Aktivitas pengangkutan balok es di PPI Kronjo ramai setiap harinya mulai dari pagi hingga sore harinya dan terkadang sampai malam hari tergantung dari

pesanan. Jumlah kendaraan yang menyuplai es dalam sehari bisa mencapai 5-6 truk. Depot es yang sering dimanfaatkan hanya satu unit yaitu yang berlokasi di wilayah TPI, tepatnya di lapangan parkir TPI. Hal tersebut menyebabkan terjadinya hambatan saat proses pemasukan dan pengambilan balok es, sehingga dapat mengganggu aktivitas keluar masuknya kendaraan dari tempat parkir TPI. Ukuran badan jalan yang kecil menyebabkan kemacetan apabila truk-truk pengangkut balok es datang ke tempat perbekalan yang sekaligus berada di kawasan TPI. Sebaiknya, pihak PPI menyediakan tempat tersendiri untuk menurunkan es agar tidak menghambat aktivitas kendaraan lain yang melewati jalan yang termasuk ramai dilalui tersebut. Pihak pengelola TPI sebaiknya memindahkan lokasi depot es ke wilayah sekitar TPI yang tidak menyebabkan kemacetan kendaraan yang melewati TPI.

5.3.5 Bengkel

Bengkel merupakan sarana perbaikan mesin-masin armada penangkapan. Di wilayah sekitar PPI Kronjo hanya terdapat bengkel-bengkel kecil yang berjumlah 8 unit yang tersebar di sepanjang alur pelayaran. Bengkel-bengkel ini diusahakan secara perseorangan oleh penduduk setempat. Pihak pengelola PPI berperan dalam mengontrol aktivitas, kinerja bengkel dan pelayanannya bagi konsumen, yakni nelayan. Bengkel-bengkel di PPI Kronjo sudah berfungsi dengan semestinya, namun hanya bisa memperbaiki kerusakan-kerusakan kecil saja pada mesin kapal. Untuk kerusakan mesin yang cukup besar, biasanya nelayan membawanya ke tempat asal kapal ini dibuat yakni di PPI Karangantu.

Ukuran setiap bengkel hampir seragam yakni sekitar 4m x 5m dengan kapasitas terpasang rata-rata 6-8 buah mesin per kapal dengan berbagai bobot dan ukuran mesinnya. Biasanya bengkel mampu menampung 2-4 buah mesin kapal per harinya. Berbagai jenis mesin yang mampu ditampung dan diperbaiki adalah pancang, lapak (bukaan jaring), dudukan mesin dan pipa propeler.

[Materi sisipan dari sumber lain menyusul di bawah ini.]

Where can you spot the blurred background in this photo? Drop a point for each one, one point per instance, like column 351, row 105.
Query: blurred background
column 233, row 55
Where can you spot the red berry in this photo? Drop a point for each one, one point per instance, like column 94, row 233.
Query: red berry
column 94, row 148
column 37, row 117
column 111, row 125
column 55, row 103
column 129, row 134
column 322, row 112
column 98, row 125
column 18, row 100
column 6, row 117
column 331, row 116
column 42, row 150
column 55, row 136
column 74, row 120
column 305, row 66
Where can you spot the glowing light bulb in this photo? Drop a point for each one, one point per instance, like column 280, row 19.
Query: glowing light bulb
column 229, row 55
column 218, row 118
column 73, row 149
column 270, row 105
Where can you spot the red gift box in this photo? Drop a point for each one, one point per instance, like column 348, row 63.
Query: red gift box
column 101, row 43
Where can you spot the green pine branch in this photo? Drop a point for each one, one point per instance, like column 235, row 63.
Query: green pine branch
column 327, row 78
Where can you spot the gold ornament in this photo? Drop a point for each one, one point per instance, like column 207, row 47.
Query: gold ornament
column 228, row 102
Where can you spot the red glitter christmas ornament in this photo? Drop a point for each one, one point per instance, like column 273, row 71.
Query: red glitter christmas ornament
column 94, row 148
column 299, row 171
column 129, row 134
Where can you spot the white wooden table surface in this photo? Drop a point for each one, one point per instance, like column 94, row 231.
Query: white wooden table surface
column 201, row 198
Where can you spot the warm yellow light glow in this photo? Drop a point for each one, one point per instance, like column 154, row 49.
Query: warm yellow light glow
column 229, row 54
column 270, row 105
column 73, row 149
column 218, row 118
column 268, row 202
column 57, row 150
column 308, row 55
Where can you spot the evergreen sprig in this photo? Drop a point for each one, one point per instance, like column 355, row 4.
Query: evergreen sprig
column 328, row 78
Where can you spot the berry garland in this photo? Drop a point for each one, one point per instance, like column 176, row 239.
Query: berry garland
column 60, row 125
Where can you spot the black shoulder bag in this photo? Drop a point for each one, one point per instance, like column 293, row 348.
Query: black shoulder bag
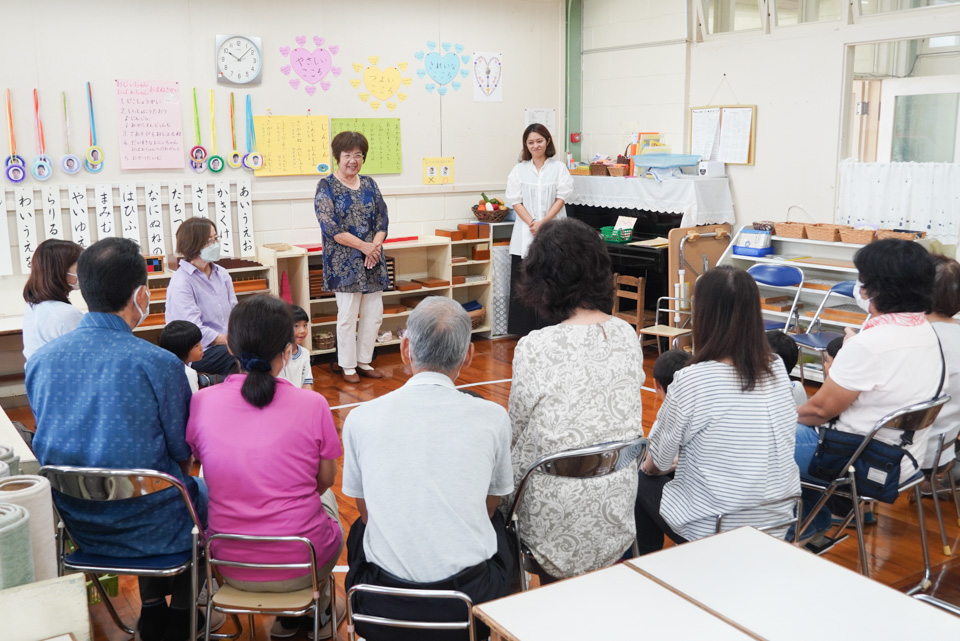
column 877, row 469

Fungsi bengkel di PPI Kronjo sebenarnya lebih sering sebagai tempat pengelasan mesin-mesin kapal. Hal ini terlihat dari alat-alat yang dimiliki oleh bengkel, diantaranya genset (mesin las), travo las listrik, cutting off (pemotong besi), oksigen pemotong dan kawat. Tarif perbaikan terutama pengelasan dudukan

mesin yang bisa mencapai 250 ribu rupiah dengan perhitungan biaya 15 ribu rupiah per potongan kawatnya. Proses perbaikan setiap mesin bisa mencapai 2-3 jam tergantung besarnya kerusakan mesin. Untuk proses pengelasan kecil biasanya membutuhkan waktu setengah hingga satu jam. Menurut nelayan rutinitas perbaikan atau pengelasan adalah 2 kali dalam sebulan, hal ini karena seringnya penggunaan armada penangkapan untuk melaut.

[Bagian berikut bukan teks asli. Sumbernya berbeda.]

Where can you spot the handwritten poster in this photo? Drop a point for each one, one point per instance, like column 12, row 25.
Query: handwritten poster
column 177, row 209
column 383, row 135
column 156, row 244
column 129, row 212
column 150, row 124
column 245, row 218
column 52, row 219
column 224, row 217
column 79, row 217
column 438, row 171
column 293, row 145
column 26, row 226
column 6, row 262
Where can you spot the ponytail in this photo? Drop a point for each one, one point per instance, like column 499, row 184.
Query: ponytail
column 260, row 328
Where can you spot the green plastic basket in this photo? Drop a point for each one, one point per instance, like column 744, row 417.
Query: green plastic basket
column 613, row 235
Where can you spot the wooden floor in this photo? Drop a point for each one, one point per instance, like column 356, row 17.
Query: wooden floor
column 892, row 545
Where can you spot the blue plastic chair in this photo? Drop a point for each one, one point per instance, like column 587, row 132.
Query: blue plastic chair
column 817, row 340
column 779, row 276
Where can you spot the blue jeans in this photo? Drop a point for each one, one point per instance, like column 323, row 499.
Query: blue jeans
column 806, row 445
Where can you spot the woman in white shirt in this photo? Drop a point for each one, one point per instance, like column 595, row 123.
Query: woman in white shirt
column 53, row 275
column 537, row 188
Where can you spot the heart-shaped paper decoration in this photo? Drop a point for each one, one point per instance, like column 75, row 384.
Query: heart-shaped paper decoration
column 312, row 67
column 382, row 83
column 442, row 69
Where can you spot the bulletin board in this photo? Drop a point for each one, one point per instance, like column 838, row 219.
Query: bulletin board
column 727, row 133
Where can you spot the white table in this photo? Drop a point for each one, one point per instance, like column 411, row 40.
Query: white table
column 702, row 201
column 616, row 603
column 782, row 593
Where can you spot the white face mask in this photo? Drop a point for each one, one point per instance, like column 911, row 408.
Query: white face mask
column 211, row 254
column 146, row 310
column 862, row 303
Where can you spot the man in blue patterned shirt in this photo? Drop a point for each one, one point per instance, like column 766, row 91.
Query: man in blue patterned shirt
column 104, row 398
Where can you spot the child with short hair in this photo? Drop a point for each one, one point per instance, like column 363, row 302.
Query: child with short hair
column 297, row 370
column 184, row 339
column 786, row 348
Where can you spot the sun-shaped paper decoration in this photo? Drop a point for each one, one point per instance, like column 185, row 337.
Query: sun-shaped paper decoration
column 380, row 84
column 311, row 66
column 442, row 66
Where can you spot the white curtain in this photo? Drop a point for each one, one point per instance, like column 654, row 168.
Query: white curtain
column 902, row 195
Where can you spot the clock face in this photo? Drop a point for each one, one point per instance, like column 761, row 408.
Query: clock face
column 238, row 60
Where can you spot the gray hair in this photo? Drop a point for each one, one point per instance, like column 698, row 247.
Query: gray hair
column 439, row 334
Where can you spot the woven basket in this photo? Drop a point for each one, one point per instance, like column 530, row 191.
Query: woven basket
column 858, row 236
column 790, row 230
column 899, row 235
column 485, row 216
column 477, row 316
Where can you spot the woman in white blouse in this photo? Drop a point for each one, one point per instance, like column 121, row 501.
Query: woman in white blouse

Berdasarkan pengamatan di lapangan sarana bengkel perlu dikembangkan terkait dengan peralatan-peralatan yang menunjang untuk perbaikan mesin yang mengalami kerusakan berat, demi kelancaran kegiatan penangkapan ikan. Lokasi bengkel yang berdekatan dengan tempat tambat labuh kapal memberikan kemudahan nelayan untuk pengangkutan mesin kapal yang rusak.

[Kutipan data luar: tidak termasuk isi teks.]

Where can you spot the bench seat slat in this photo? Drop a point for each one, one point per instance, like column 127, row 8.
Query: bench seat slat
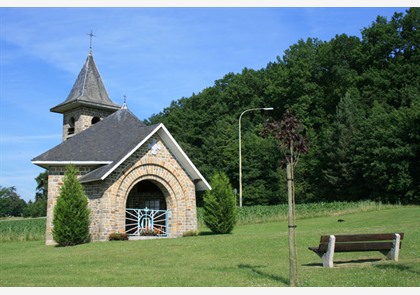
column 361, row 237
column 353, row 247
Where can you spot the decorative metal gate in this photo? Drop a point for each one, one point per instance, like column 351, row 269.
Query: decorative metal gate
column 146, row 222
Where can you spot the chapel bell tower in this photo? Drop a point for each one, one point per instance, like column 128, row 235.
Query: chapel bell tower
column 87, row 103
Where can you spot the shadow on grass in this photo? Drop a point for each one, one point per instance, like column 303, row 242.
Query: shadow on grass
column 400, row 267
column 255, row 269
column 347, row 262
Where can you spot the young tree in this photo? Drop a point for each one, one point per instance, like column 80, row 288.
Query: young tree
column 71, row 213
column 289, row 135
column 220, row 213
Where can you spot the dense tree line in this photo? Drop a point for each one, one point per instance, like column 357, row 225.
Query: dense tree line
column 358, row 98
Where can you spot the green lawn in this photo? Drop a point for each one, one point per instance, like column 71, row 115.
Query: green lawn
column 254, row 255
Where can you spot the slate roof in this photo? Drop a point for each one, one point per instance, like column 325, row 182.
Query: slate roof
column 109, row 143
column 88, row 90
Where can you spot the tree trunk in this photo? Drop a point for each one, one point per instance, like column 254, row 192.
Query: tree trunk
column 292, row 226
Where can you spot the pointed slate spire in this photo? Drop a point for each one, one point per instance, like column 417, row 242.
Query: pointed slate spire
column 88, row 90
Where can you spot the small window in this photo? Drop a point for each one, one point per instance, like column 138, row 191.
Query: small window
column 70, row 131
column 95, row 120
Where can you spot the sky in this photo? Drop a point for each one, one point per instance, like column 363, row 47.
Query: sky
column 151, row 55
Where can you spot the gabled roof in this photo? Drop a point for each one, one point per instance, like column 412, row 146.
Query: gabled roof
column 88, row 90
column 109, row 143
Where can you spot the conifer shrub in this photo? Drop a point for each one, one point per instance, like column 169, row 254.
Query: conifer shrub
column 220, row 214
column 71, row 213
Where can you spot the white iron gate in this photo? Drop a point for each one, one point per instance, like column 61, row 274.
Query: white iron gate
column 146, row 222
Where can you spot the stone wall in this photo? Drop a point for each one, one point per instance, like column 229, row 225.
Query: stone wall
column 107, row 199
column 82, row 119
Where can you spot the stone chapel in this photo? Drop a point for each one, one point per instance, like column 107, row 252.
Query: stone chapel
column 135, row 176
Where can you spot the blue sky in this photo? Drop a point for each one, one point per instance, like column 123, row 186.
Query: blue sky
column 151, row 55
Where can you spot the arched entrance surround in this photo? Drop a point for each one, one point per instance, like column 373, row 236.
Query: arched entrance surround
column 165, row 179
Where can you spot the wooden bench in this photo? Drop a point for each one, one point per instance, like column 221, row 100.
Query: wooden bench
column 388, row 244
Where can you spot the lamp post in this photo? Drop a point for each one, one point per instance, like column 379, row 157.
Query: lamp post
column 240, row 150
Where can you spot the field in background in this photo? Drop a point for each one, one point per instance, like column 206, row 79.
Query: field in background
column 254, row 255
column 33, row 229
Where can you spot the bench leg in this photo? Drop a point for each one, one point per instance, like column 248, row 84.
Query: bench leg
column 328, row 257
column 395, row 251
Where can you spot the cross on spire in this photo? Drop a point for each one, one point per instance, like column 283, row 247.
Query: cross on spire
column 91, row 36
column 124, row 106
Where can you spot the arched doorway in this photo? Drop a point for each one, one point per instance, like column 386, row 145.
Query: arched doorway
column 146, row 210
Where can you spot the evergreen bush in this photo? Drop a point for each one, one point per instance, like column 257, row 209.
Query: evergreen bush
column 220, row 214
column 71, row 213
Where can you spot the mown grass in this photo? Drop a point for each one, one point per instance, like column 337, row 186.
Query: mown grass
column 34, row 229
column 253, row 255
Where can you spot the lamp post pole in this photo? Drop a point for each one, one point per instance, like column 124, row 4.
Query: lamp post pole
column 240, row 150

Menurut pengelola PPI Kronjo, bengkel-bengkel yang terdapat di pelabuhan masih berskala kecil. Terlihat dari sarana penunjang dan peralatannya yang masih sederhana dan terbatas. Keterbatasan Modal dan SDM sangat mempengaruhi perkembangan fasilitas fungsional ini. Perlu adanya perhatian dari pihak-pihak terkait demi lancarnya aktivitas dan peningkatan pelayanan perbaikan mesin armada penangkapan. Agar nantinya dapat meningkatkan minat nelayan untuk melakukan perbaikan di PPI Kronjo.